By Jessica Fu
Fifty-five years ago, the Beatles made their American debut, Disney released the original Mary Poppins, and 1,244 dairy cooperatives across the country represented milk farmers’ interests in negotiations with processors and retailers. Since then, the dairy industry has undergone rapid consolidation, and co-ops have followed suit. Today, just 118 remain, per the most recent Department of Agriculture (USDA) numbers.
With every merger, more and more farms of different sizes, business models, and geographic locations have found themselves grouped under the same organizational roof. This phenomenon, as a result, has created power imbalances within the very associations founded to mitigate them, according to a new Government Accountability Office (GAO) report on the issue.
The GAO report was issued in response to a request by Democratic Senator Kirsten Gillibrand of New York, and is based on a review of USDA publications, peer-reviewed research, and interviews with various stakeholders. (For her part, Gillibrand has a history of advocating on behalf of dairy farmers, likely because New York is the third highest dairy-producing state.)
The report affirms the growing complaint among farmers that modern dairy cooperatives are no longer working solely on behalf of farmers’ interests. Some allege that co-ops, many of which have entered the business of developing retail products like yogurt and cheese from fluid milk, now have competing interests that incentivize them to keep milk prices low in order to maximize their own profit. Then there’s the problem of power imbalance, as evidenced by the voting structures among diverse co-op memberships. Typically, co-ops have abided by a “one member, one vote” rule, but that’s changing. According to the report, more states are greenlighting voting structures that allocate votes based on production, which can squeeze smaller dairy producers.
Historically, the co-op movement was a response to a lopsided industry made up of a handful of buyers—food processors, cheese producers, private label brands, and so on—and thousands of dairy farmers from California to Wisconsin. Co-ops gave sellers the power to collectively bargain with buyers, and legislators even carved out a special exemption, via the Capper-Volstead Act of 1922, to spare co-ops from having to deal with antitrust laws.
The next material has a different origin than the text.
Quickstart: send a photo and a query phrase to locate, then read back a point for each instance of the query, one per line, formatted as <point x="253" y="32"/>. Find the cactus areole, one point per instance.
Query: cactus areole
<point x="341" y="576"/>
Today, co-ops no longer work solely on behalf of buyers. Dairy Farmers of America, the country’s biggest dairy co-op representing 13,000 farmers, has expanded its dealings along the milk supply chain, from processing to delivery, leading to what many farmers believe are conflicts of interest that actually drive down milk prices. (Read Leah Douglas’s comprehensive history of the charges here.) Now, it appears that the government’s watchdog agency has drawn some of the same conclusions.